Permanent Mission of Australia
to the United Nations
New York

231025 - UN Security Council Open Debate on Women, Peace and Security


25 October 2023

Statement by H.E. Ms Rebecca Bryant, Ambassador and Deputy Permanent Representative, Permanent Mission of Australia to the United Nations

Australia thanks Brazil for convening this Open Debate on Women, Peace and Security and the briefers for their interventions. The debate is a needed reminder of why we established the WPS agenda.

In 2023 – as we witness and respond to wars, violent conflicts, political instability, economic insecurity, and climate-induced crises – we again encounter the question: “Why are women still excluded from peace processes and decision-making?”

We know the theory that underpins the WPS agenda. There is an extensive body of evidence on why women matter to making, keeping and building peace.

In his annual report, the Secretary General has again reminded us of the devastating consequences of disregarding the WPS agenda; which we are witnessing in Israel and Gaza.

Globally, there has been no substantial increase in the percentage of women in peace negotiations; and violence against women human rights defenders continues to rise. With regression on gender equality and the human rights of women and girls, there is erosion of democracy and a surge in instability.

Australia, working in partnership, is resisting these threats to our international rules-based system, including by the conflicts that are destabilising our world today.

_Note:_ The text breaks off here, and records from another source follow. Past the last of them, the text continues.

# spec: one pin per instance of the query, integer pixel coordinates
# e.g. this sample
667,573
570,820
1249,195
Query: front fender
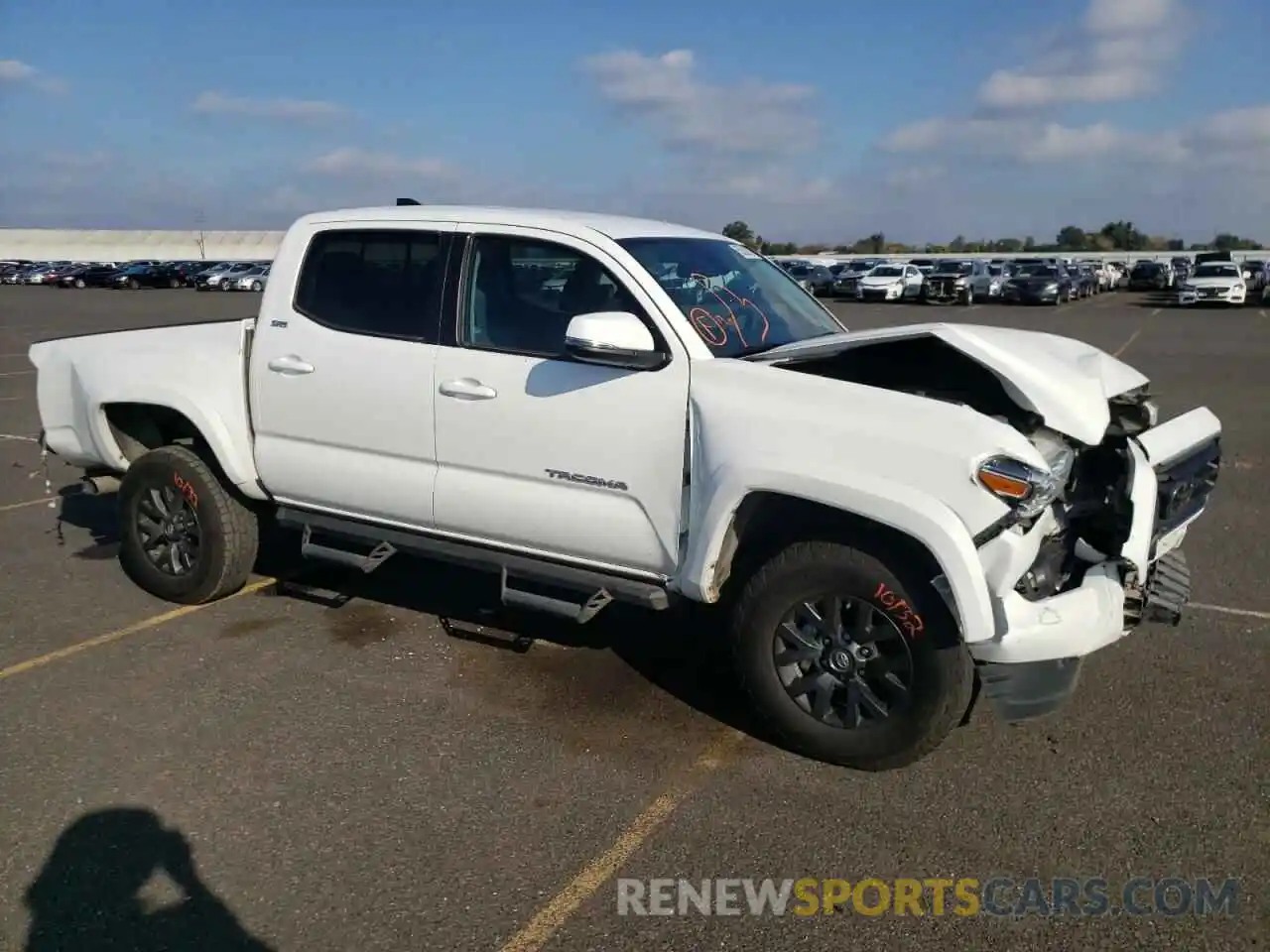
920,517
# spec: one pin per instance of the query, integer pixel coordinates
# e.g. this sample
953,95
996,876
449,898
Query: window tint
382,284
521,295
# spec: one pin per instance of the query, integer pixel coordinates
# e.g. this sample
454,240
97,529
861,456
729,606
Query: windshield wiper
756,349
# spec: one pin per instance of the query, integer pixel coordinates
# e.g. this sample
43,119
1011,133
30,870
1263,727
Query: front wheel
182,536
847,662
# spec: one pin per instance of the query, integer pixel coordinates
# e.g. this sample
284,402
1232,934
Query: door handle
290,365
467,389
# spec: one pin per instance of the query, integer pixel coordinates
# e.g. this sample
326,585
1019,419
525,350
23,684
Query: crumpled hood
1065,381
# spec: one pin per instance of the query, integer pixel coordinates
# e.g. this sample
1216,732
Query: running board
580,612
567,590
367,562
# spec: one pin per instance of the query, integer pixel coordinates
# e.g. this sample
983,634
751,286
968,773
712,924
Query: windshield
735,299
1216,271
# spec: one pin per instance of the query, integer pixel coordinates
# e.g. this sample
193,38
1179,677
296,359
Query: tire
227,531
940,670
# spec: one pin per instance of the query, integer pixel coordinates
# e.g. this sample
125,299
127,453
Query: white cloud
212,103
688,113
18,72
1118,54
357,163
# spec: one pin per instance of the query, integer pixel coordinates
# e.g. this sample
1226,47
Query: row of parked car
1209,278
960,281
202,276
1206,277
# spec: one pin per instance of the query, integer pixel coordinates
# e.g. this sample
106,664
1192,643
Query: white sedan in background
253,280
890,282
1214,282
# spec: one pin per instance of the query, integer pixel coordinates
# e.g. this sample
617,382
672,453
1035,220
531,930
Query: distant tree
1233,243
742,232
1124,236
778,248
1071,239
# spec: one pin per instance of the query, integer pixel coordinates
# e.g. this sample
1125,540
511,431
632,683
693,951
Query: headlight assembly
1024,488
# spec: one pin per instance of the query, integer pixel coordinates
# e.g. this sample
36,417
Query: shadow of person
86,897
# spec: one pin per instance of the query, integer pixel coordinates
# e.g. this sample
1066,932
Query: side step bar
578,594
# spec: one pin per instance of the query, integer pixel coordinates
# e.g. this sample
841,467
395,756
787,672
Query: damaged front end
1088,547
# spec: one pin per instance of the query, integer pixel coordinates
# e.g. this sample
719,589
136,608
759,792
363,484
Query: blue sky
812,122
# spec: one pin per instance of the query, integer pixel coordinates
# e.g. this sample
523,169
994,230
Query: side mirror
612,339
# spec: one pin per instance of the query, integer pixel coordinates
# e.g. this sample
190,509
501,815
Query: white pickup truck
610,409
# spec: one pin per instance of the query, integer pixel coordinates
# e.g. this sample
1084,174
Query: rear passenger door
341,372
538,451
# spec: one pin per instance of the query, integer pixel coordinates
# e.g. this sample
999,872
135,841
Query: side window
521,295
379,284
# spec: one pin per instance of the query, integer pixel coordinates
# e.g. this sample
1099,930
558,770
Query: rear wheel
183,536
846,662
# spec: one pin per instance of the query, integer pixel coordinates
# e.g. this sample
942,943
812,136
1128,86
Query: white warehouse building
67,245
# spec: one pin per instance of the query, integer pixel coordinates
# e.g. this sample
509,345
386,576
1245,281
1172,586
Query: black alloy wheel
169,530
843,661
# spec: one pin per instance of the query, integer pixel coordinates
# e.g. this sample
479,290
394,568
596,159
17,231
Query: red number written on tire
901,611
187,489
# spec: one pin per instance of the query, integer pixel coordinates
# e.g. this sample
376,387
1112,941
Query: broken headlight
1028,490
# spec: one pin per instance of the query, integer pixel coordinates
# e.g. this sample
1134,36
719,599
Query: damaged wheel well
139,428
767,522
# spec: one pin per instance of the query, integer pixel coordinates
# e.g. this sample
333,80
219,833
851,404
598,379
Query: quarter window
377,284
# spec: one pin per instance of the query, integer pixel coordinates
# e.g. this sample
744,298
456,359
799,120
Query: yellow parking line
598,871
49,500
32,662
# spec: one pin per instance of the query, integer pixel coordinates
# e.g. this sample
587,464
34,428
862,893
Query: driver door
541,452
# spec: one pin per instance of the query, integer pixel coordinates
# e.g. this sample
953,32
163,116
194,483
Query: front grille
1185,488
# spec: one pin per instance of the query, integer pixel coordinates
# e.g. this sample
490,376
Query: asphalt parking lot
353,774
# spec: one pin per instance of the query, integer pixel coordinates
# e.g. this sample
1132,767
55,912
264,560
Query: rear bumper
1032,664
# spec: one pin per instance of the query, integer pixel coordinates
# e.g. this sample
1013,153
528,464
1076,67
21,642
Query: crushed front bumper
1032,662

Central to our efforts, and to our National Action Plan on Women, Peace and Security, is strengthening women’s meaningful participation in conflict prevention and peace processes.

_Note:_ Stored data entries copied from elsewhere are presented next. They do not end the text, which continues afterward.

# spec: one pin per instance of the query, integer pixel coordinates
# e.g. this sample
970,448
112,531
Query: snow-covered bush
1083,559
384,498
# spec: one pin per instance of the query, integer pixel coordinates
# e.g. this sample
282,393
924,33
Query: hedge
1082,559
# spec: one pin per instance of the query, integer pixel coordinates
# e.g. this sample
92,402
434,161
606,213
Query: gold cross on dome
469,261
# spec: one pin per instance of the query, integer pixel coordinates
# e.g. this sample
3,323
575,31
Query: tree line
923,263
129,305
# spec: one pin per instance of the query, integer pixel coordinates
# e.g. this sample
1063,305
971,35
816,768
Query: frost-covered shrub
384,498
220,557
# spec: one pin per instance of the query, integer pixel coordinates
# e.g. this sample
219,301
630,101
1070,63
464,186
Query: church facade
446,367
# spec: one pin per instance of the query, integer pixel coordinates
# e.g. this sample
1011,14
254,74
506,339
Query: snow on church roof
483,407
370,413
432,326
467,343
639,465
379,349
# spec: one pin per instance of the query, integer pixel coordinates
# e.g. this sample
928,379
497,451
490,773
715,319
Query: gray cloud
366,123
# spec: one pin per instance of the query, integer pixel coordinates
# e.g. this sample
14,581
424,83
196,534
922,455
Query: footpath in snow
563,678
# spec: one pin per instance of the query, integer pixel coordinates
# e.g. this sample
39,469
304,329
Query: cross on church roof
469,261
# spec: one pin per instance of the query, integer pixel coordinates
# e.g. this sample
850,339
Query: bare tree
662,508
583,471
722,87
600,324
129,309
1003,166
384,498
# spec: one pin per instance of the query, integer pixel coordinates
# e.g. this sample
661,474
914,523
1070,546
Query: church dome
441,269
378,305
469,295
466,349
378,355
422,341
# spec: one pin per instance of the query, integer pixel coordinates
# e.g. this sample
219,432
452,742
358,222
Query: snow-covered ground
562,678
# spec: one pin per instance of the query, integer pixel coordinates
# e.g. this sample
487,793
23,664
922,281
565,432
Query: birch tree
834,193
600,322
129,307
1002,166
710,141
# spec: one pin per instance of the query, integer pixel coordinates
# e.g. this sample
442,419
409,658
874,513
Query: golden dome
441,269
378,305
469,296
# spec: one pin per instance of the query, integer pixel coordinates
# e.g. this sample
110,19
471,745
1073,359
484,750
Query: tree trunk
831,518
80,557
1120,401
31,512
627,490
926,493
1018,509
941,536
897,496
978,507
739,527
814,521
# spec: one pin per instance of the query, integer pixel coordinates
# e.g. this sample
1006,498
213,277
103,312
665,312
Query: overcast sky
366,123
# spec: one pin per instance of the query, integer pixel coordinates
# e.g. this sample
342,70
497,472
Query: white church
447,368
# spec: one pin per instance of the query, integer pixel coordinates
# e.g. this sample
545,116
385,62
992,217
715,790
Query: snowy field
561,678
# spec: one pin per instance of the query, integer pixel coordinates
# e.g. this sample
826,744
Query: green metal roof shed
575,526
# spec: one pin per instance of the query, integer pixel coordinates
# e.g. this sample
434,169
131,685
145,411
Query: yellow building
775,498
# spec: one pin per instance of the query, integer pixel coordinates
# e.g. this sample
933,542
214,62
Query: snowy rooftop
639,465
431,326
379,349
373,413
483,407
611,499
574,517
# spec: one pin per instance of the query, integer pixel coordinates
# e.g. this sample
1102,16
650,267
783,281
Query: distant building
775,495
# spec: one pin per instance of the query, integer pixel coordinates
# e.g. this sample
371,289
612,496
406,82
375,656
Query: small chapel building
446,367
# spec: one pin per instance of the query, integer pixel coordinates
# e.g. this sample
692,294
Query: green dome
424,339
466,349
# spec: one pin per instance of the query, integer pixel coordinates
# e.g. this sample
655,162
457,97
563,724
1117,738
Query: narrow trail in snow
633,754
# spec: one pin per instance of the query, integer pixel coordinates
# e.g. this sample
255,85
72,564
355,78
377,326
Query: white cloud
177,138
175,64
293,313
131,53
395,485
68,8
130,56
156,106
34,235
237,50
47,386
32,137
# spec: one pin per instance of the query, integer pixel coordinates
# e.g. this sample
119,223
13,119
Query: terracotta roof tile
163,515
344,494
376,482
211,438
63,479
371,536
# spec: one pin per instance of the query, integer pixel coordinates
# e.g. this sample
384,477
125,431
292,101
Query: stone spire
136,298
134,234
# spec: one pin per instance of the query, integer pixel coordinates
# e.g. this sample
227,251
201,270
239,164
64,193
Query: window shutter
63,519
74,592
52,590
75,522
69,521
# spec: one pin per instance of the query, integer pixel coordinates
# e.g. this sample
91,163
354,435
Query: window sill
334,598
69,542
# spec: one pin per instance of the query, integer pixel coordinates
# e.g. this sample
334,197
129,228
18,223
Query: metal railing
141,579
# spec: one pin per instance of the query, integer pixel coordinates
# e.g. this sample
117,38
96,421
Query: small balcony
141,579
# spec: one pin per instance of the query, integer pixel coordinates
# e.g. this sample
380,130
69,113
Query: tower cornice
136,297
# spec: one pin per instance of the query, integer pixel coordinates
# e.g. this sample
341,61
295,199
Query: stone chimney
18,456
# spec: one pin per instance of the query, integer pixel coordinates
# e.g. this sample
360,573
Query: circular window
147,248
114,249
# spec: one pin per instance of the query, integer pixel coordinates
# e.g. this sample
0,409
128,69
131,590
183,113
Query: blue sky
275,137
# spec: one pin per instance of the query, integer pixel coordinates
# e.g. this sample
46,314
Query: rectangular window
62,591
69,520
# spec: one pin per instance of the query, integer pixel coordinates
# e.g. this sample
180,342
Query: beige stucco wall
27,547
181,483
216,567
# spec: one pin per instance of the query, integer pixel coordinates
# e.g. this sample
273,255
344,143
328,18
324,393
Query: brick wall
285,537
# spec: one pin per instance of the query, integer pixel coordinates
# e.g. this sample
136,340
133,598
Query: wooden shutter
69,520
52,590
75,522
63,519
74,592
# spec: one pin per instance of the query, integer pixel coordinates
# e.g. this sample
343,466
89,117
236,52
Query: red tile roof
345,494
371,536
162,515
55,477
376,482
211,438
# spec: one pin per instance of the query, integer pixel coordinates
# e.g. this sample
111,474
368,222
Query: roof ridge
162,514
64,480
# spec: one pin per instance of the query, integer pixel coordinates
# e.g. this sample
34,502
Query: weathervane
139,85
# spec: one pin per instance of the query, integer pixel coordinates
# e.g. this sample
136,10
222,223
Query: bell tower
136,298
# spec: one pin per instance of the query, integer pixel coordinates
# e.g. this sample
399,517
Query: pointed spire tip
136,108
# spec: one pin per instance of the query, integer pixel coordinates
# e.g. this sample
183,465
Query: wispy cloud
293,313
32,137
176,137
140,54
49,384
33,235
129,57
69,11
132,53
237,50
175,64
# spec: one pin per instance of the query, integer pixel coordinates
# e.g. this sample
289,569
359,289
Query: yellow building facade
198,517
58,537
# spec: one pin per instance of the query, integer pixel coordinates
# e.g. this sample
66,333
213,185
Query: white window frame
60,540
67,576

One way we do this is through regional women peace mediator networks. We proudly support the Southeast Asia Women Peace Mediators and the Pacific Women Peace Mediators Network.

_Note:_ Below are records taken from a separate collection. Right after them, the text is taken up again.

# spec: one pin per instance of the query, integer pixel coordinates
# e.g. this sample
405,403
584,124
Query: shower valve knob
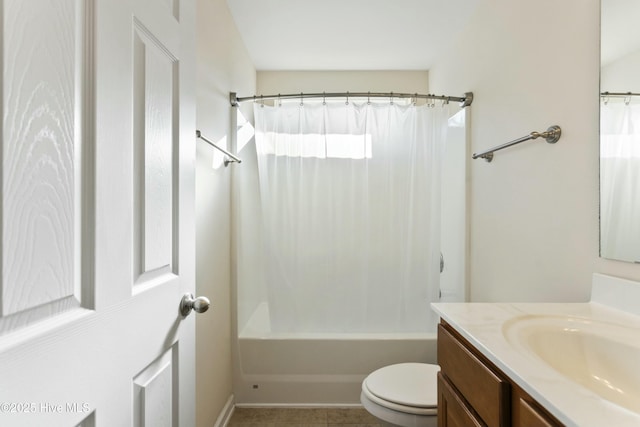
189,303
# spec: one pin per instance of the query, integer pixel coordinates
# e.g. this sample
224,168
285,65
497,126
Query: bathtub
315,369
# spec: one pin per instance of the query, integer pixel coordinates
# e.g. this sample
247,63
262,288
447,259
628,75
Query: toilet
405,394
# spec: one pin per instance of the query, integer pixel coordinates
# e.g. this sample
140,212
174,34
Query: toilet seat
410,388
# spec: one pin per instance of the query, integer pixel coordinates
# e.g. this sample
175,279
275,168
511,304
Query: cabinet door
452,409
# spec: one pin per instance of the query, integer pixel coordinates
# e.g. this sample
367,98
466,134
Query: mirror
620,130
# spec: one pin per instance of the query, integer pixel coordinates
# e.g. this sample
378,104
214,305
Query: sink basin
600,356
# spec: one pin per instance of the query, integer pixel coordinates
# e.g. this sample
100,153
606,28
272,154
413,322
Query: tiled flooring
298,417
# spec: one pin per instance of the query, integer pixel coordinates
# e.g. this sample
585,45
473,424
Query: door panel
41,162
97,209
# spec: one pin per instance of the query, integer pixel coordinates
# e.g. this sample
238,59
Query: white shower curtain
350,206
620,180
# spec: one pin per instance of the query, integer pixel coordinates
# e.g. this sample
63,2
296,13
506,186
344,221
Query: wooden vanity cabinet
472,391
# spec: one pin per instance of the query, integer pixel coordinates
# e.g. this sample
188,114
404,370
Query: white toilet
403,395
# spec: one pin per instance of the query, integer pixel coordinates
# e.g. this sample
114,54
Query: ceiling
349,34
620,30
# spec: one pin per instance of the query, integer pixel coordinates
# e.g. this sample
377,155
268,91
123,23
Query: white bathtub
316,369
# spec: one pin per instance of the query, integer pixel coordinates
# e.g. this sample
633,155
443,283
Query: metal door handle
188,303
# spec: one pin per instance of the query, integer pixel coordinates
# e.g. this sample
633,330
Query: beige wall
223,66
534,209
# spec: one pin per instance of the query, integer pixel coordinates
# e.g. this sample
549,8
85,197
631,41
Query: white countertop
482,325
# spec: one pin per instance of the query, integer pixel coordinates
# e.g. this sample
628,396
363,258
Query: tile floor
298,417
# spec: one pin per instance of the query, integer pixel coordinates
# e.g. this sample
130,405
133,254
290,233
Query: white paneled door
97,212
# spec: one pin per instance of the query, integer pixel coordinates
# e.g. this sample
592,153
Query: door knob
188,303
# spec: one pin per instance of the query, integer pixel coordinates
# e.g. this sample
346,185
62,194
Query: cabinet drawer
452,409
486,392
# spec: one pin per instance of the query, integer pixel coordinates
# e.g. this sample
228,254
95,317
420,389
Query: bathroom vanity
542,364
472,391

Both networks are putting an end to women being sidelined from dialogues, negotiations and resolutions to conflicts in their regions. They are putting the theory into practice.

Australia is also prioritising the participation and treatment of women in the Australian Defence Force and the security sector globally. Addressing systemic barriers is not easy, but it is a strategic imperative.

For Australia, it has required bold leadership to drive cultural and behavioural change over a decade, and this work continues. 

Our own experience underpins our strong support for the Elsie Initiative Fund – which is driving the deployment of women to UN peace operations.

The Secretary General has called on us to elevate the voices of diverse women and girls, prevent gender-based violence, innovate in our programming, resource actions, and support women human rights defenders.

Individually and collectively heeding this call, we can deliver on our shared commitment to all four pillars of the WPS agenda and end the conflicts that cost too many lives.

We should embrace, not forgo, the transformative potential of the Women, Peace and Security agenda.